The sun doesn’t always shine in Greece. Yesterday there were a few showers when we were at Olympia.

I don’t think you want to read a disquisition about the site and museum any more than I want to write it. So my plan is to pass on some of the things Georgia told us that I found of interest. The games were initiated around 750 BC when the constant wars between Athenians, Spartans and the rest was becoming a problem. Two kings went to the oracle at Delphi and were advised that friendly athletic competition under a truce would bring the Panhellenic world together. Hitherto the games at Olympia had been strictly a local derby.

The games were conducted over just five days but the truce was for some three months. Six weeks before the games, held in July or August dependent on the moon, heralds (in groups of three) were sent to all the Greeks living around the Mediterranean declaring the truce and announcing the date of the games. The ethos of the games was to encourage competition but in a state of grace. There were temples and sacrifices and a side show of philosophers teaching and talking. The events were only open to men, although later women were allowed one day of races, and the men competed kit off. The most important event was a foot-race run over 192 metres, the length of the stadium. The winners were immortalised in bronze statues and gained much respect. The also rans didn’t count and were ignored.

The games were to be played fairly but as still happens there was some rigging and, if discovered, the miscreants were also depicted in bronze as a mark of shame and their cities banned from participating for the next two games, held as now every four years.

The museum, adjacent to the site, is remarkable in many respects but I have exceeded 300 words and will keep it short.

Bronze Cauldron, May 2023.

Bronze Female Winged Figure, May 2023.

The Nike of Paeonios, May 2023.

Hermes of Praxiteles (340 – 330 BC), May 2023.

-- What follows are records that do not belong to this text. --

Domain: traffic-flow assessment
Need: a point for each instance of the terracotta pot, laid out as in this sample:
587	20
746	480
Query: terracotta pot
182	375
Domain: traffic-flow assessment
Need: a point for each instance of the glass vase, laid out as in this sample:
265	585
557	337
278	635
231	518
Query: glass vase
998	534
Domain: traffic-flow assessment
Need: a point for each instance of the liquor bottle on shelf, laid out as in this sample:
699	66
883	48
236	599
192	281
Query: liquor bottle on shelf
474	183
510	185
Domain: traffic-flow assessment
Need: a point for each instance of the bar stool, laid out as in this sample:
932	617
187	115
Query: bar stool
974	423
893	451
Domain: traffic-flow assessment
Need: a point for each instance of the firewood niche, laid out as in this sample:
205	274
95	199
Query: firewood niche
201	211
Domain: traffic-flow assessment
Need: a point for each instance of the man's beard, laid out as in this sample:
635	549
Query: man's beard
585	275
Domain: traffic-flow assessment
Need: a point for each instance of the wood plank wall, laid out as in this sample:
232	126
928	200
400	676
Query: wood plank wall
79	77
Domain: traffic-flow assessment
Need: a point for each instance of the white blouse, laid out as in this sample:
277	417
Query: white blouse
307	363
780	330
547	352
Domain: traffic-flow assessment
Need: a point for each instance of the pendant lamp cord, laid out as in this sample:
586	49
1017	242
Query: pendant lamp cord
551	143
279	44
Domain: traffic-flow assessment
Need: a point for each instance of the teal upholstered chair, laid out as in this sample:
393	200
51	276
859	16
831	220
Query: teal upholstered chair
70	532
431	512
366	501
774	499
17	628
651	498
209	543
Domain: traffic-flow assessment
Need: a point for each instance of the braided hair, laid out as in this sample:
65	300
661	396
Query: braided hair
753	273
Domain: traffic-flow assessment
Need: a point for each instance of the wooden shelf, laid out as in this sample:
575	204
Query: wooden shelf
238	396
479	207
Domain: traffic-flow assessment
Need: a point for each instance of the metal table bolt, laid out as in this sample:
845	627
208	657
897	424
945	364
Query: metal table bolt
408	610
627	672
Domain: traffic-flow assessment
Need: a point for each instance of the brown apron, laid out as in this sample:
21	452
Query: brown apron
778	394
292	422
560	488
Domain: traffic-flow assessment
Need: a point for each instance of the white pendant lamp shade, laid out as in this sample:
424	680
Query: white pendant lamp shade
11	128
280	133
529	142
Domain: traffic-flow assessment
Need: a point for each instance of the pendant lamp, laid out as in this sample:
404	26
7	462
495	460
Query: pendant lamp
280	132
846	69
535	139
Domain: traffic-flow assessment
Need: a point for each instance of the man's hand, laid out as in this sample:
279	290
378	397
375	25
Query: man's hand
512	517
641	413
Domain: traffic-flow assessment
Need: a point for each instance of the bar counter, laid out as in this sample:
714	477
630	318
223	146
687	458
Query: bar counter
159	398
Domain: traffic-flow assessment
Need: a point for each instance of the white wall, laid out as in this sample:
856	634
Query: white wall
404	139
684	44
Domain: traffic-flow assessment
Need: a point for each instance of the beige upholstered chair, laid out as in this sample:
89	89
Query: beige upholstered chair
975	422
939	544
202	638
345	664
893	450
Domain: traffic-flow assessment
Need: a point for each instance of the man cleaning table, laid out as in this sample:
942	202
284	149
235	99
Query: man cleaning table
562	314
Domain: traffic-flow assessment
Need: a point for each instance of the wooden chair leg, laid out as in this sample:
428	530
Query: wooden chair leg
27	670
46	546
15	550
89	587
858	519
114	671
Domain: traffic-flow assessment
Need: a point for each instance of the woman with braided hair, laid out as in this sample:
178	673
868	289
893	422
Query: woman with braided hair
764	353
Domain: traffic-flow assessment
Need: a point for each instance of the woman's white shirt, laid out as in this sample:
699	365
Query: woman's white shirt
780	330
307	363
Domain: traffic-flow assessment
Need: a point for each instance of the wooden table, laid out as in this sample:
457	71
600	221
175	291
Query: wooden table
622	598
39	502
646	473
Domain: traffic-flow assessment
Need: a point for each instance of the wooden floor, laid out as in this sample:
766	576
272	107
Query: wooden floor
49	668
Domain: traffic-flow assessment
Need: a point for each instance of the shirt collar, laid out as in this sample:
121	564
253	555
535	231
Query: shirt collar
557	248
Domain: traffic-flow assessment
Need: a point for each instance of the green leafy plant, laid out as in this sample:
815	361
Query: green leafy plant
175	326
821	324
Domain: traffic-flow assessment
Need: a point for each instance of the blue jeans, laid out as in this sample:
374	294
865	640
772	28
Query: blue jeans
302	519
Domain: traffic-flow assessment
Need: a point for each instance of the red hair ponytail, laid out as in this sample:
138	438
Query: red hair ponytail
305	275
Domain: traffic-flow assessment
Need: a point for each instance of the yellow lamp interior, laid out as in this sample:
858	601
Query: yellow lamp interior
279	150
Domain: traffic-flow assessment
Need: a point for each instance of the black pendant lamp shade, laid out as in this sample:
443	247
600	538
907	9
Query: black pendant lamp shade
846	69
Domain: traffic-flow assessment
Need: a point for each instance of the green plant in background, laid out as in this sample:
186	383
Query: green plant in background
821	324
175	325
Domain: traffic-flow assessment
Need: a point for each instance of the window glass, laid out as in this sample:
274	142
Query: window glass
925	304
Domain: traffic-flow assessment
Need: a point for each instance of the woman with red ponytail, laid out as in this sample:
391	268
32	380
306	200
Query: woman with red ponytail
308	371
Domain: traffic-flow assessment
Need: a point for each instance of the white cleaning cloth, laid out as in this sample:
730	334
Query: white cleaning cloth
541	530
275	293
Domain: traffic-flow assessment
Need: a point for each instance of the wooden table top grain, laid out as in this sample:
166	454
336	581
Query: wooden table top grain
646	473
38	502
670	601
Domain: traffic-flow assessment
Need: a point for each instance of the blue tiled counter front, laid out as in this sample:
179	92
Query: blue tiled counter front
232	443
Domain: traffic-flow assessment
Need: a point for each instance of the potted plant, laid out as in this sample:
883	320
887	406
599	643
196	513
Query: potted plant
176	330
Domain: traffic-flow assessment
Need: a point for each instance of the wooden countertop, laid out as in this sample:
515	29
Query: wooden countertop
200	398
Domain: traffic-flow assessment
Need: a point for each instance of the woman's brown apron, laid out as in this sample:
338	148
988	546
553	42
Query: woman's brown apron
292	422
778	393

“Found during excavations at the temple of Hera in 1877. The messenger of the gods, charged by Zeus to take the infant Dionysos to the Nymphs, who were to nurse him, rests on the way having thrown his cloak over a tree trunk. In his raised right arm he was probably holding a bunch of grapes, a symbol associated with the future god of wine. Dionysos reaches out for it.

The sculptor brought out the beauty of the figure by expressing the Olympian serenity of the god’s face and the harmony of his body. The highly polished surface adds to the graceful and soft characteristics of the art of Praxiteles.” (Archaeological Museum of Olympia)

There are some who are less enthusiastic. The sculptor Aristide Maillol opined, “It’s kitsch, it’s frightful, it’s sculpted in Marseille soap”.

The games were instrumental in bringing peace and unity to the Panhellenic world enabling the Greeks to defend themselves with mixed results against the Persians.